Easily my favourite thing about AMC's edgy and critically adored series Breaking Bad, Aaron Paul as scruffy drug dealer Jesse Pinkman is a study in detailed character acting. Everything from his ever-roving bloodshot eyes to his restless hands to his frantic speech patterns make Jesse come to life as the palpably conflicted and complicated character that he is.
But what's interesting about Jesse, Paul's most revered role to date, is that the actor so disappears into him that he is never recognized as that character. Paul says that while walking down the street, if he's noticed at all, he's recognized for his other (and much less lauded) current TV role, as Scott on Big Love.
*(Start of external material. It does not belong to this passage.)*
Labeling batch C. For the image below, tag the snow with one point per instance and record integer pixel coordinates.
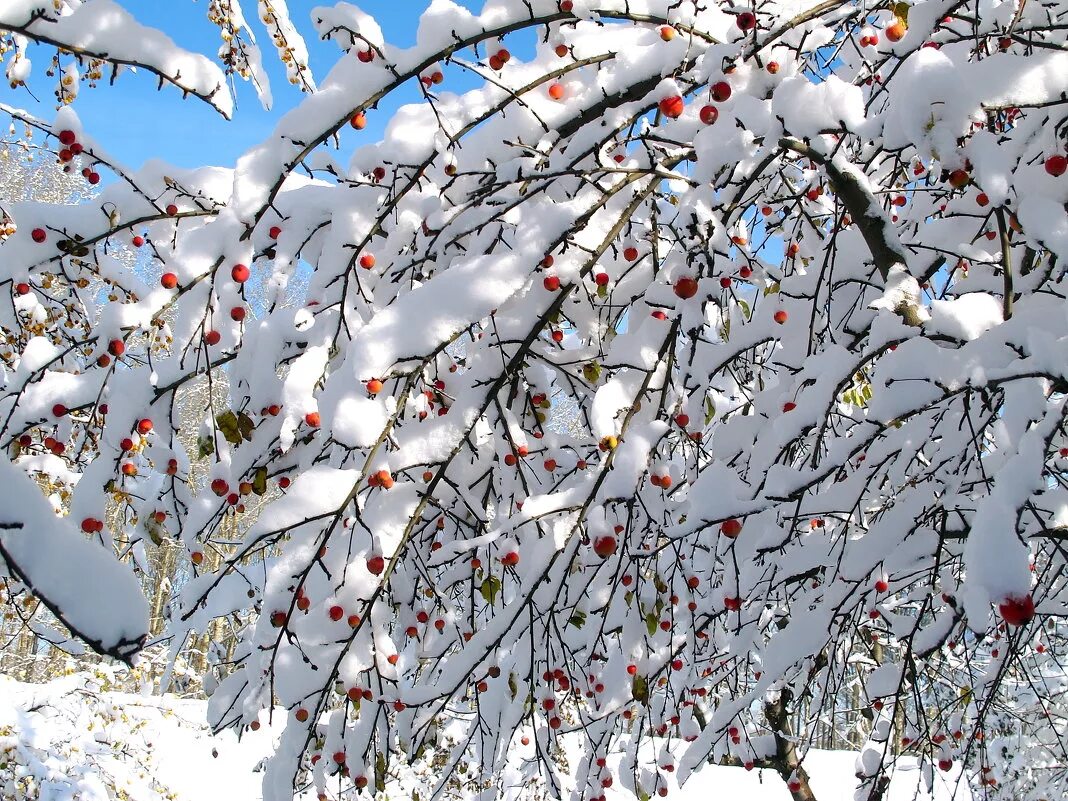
(98, 598)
The well-kept and low key actor much more closely resembles Sarah Henrikson (Amanda Seyfried)'s sweet and conservative fiancee than the bumbling meth head he plays so convincingly on Breaking Bad.
On Big Love, Paul plays the unexpectedly controversial Scott with amazing subtlety. It's hard to believe that one actor can embody two such opposite characters so effectively, but Paul does it with finesse, making both the intense Mormon and the misguided druggie into incredibly relatable and lovable characters. Starring opposite the incandescent Amanda Seyfried on Big Love and the famously genius Bryan Cranston on Breaking Bad, Aaron Paul somehow manages to steal both shows on a regular basis.
It's impressive to play one multi-faceted TV character with praise-worthy brilliance, it's absurd to play two at once.